Even before the war in Ukraine, 56 percent of Americans acknowledged pandemic-related sleep disturbances that experts call COVID-somnia. Of those reporting sleep difficulties in a survey commissioned by the American Academy of Sleep Medicine, 57 percent said they were having trouble either falling asleep or staying asleep.
Maybe it’s time to get back to sleep basics.
“If you’re struggling with sleep right now,” says Dr. Christina Abavana, a sleep medicine specialist with Hartford HealthCare’s Ayer Neuroscience Institute at St. Vincent’s Medical Center in Bridgeport, “you can try practicing good sleep hygiene. Make sure you’re going to bed around the same time. Make sure you sleep in an environment that’s clean and quiet and cool. And make sure you’re avoiding television in the bedroom, gadgets and excess stimulation.”
Light, specifically, is the excess stimulation to avoid. Even a moderate amount of ambient light instead of a dim lighting can harm your cardiovascular function while sleeping and increase your insulin resistance the next morning, according to a new Northwestern University study published in the Proceedings of the National Academy of Sciences.
Researchers said up to 40 percent of people sleep with a television or light on in the bedroom, citing prevalence of artificial light such as an LED or light from outside the home, particularly in urban areas. To test the effects, study participants slept in a room with either 100 lux (moderate light) or 3 lux (dim light) during a single night. Those exposed to moderate light experienced a higher alert state, causing an increased heart rate and blood flow and an increase in the force of heart contractions.
The body responds similarly to light during the daytime, activating the sympathetic nervous system that produces the heightened awareness that’s also known as the body’s “fight or flight” system.
“We know that when you’re not sleeping sufficiently or have a sleep disorder that negatively impacts the quality of your sleep, you suffer for it,” says Dr. Abavana. “And this is simply because there are specific, important functions that occur when we sleep that don’t occur when we’re awake.”
The Northwestern researchers suggested these lighting tips:
- Turn off all lights. If you must have lighting, use a dim light close to the floor.

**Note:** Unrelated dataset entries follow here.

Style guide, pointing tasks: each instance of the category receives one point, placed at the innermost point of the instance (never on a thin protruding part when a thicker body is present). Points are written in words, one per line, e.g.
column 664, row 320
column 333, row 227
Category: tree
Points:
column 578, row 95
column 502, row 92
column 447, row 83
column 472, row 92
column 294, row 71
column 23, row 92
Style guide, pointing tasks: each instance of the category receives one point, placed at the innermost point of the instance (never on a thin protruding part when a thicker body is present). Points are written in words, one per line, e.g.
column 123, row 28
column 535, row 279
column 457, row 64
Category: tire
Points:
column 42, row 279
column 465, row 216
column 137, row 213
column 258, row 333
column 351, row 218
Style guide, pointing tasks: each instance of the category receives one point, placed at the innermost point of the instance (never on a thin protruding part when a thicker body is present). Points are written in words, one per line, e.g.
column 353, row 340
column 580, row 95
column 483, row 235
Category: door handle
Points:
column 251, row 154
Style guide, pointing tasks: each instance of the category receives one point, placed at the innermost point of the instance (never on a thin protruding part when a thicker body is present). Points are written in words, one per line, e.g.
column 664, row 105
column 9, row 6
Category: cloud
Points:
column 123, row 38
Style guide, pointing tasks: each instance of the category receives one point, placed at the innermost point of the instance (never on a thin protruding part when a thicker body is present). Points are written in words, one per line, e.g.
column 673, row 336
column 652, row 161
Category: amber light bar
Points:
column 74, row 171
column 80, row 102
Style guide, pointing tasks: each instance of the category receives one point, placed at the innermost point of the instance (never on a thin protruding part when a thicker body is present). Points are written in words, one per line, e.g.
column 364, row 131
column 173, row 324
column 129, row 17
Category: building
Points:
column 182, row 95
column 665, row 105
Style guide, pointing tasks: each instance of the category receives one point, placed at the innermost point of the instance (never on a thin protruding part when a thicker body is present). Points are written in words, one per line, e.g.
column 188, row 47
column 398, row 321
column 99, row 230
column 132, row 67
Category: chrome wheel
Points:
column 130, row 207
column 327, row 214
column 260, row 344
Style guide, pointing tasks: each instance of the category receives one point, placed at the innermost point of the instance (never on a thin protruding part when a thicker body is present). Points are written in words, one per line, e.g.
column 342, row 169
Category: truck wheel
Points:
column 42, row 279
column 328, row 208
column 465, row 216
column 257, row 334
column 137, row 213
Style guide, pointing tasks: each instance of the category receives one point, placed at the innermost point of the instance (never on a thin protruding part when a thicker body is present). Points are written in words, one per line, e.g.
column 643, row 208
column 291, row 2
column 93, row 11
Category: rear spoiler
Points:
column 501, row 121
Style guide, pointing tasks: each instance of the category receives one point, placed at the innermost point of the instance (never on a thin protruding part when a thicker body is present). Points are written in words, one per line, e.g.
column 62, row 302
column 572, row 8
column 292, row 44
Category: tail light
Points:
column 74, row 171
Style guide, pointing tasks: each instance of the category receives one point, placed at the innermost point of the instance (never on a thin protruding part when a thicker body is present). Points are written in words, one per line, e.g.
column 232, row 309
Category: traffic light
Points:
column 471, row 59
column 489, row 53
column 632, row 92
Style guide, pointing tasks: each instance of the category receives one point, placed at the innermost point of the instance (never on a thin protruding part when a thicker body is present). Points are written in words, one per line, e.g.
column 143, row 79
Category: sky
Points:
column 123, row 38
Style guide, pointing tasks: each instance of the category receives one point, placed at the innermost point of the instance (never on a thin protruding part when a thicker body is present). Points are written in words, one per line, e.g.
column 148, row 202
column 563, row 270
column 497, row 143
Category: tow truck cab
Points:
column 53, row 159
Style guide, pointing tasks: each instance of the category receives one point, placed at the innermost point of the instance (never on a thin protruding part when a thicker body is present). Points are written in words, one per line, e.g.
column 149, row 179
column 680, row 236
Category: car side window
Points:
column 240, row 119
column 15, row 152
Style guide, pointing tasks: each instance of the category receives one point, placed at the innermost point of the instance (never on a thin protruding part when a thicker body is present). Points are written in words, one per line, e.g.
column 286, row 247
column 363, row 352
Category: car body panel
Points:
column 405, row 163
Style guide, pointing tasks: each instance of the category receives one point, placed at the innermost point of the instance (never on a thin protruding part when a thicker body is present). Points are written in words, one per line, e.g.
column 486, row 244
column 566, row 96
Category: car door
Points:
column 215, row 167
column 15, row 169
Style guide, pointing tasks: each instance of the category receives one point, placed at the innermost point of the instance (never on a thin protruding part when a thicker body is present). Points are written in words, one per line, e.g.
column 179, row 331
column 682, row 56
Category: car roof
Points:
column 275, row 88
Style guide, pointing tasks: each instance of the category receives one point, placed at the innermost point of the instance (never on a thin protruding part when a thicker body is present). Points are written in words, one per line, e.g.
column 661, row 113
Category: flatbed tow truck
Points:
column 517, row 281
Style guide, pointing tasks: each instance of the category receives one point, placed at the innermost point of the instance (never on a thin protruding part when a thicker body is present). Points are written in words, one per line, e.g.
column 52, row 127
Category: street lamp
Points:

- Use an amber or a red-orange light, which is less stimulating for the brain. Don’t use a white or blue light.
- Use blackout shades to minimize outdoor light. Otherwise, try an eye mask. If the morning sun shines in your face, move your bed.
“We need sleep to help our body fight disease,” sayd Dr. Abavana, “help our immune system and fight disease.”
And how much sleep in dim light?
“It varies,” says Dr. Abavana, “but most of us require anywhere from seven to nine hours of sleep every night. . . . A good way to determine how much you require is to observe how you feel after a night’s rest. If you feel refreshed, if you feel that you’re able to function properly after seven hours of sleep per night, then that’s your sleep duration requirement.”